Hardware Visibility vs Finite State Machine

I’ve been having an interesting conversation about the NonBlocking or Lock-Free Hash Table, running down the tail end of this post; hopefully Kevin won’t mind if I repost some of his comments here.  Typepad does not allow comments to have HTML and our replies & counter-replies are getting hard to read!  So Kevin writes:

I would note there’s no way for you to “read the current K/V state”.   You have to agree with that. There’s no such thing or way.

i.e. if you do a load 1000 times, you might still get 1000 old values of K or V.

If you agree that the “actual” K/V state is just a concept that you can’t know then there’s no reason to believe it exists or even discuss it.  i.e. it provides no value if you can’t know it.

There are 2 times where you DO get the “current K/V state” – (1) the clock cycle upon reading a K-that-is-an-X, a K-that-is-a-NULL, or a V (given you already read a not-null not-X K) – and CAS counts as a read. And (2) after a “long time” past the last update to that slot.

You can complete a CAS for a V and still have an old view of a K, for instance.

Yup; the FSM guarantees that at the time you attempted the CAS the “old value for K” is also the current value of K and also the future value of K for all time.  You don’t CAS on a V until K has hit it’s final value.

So the only thing that’s worth discussing is what views each thread has, and what the total legal system state is for all threads.

The proof requires a full enumeration of the legal states for all other threads, along with the description of a single threads FSM, and that no two threads have bad cooperation that causes an erroneous FSM transition.

Yup again; fortunately the FSMs for each K/V slot are independent so the proof of this is nothing more than the trivially replicated proof of each separate K/V FSM.

Now I need to show that many threads running the same FSM are legal.  Again, this is trivial to reduce – by definition of an FSM a FSM does not care which thread makes transitions. So the proof devolves down to “is the FSM correct”.

This point bears repeating: I don’t care which thread makes any transition.  I rely on the hardware’s correct implementation of atomic CAS in order to make transitions.  I don’t care who makes the transitions or in what order they happen – as long as they follow the FSM’s “rules”.
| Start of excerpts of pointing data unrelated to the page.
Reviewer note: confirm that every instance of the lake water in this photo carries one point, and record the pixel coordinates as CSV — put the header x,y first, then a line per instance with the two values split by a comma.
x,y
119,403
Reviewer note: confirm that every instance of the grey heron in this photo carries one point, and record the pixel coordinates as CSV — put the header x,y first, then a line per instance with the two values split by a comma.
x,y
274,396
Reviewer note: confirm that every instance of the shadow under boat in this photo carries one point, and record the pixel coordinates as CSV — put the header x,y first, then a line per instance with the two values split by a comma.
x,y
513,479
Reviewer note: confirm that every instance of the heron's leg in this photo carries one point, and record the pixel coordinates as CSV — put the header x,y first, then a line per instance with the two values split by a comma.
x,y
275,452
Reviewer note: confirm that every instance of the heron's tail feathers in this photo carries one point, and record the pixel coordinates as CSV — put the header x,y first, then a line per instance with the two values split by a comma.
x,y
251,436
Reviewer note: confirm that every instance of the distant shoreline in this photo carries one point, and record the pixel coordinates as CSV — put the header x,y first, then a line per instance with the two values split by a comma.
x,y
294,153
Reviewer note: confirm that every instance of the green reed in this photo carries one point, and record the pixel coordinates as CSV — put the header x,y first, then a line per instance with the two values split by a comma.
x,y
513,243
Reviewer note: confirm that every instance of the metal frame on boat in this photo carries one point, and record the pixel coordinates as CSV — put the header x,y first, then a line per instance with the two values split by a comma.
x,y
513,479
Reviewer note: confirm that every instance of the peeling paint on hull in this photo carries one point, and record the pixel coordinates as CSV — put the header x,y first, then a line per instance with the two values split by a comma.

Also, the hw doesn’t provide the abstraction that there is a single K/V state. It provides the behaviors the memory model describes, which is not a set of rules around single values …it’s a set of visibility rules, which inherently allow multiple values for a single address to  exist in a system for a long time.

Yes again – and these views are not contradictory.  i.e., all these statements are true all at the same time:

  • “hardware provides … a set of visibility rules”
  • “hardware allows multiple values for a single address to exist for a long time”
  • “hardware provides the abstraction of a single K/V state”
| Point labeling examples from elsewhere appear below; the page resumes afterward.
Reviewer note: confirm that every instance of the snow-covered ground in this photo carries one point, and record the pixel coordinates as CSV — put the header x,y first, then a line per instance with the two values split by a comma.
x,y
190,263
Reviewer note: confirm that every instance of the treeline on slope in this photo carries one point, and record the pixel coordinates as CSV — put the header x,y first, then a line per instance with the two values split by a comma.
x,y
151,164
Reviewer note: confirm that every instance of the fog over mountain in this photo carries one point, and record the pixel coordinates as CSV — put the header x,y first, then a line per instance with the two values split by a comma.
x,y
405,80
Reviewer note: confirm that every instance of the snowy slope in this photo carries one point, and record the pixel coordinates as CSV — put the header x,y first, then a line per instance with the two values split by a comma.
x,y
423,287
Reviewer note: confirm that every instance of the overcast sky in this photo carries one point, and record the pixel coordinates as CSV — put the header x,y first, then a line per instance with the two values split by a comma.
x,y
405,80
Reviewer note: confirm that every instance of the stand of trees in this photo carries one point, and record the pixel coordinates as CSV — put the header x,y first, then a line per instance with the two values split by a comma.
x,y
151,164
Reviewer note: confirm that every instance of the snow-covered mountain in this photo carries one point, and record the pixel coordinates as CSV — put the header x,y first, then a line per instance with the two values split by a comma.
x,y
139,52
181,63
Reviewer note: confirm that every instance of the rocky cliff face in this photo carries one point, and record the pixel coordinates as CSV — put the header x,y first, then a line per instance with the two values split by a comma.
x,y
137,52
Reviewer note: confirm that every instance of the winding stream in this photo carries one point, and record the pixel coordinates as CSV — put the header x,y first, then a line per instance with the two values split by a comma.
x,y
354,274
For the last 2 statements I’ll note that the abstraction of a single K/V state exists it’s just hard to witness.  But not impossible. I witness it via a successful CAS (FSM transition) or if I wait “long enough”.  (I’ll add that I’ve seen “long enough” run into the several minute range on real hardware!!!).

Perhaps it would help if you would provide a counter-example?  Some set of thread schedules & successful CAS’s that move outside the FSM?  You’re allowed to assume any amount of delay on K/V visibility but a successful CAS has to remain atomic.  Such a counter-example would of course blow my claim of correctness so I don’t think you can come up with such a thing.  But the attempt will be constructive for us both.  It’s always good for clarity when somebody else plays “The Counter-Example” game.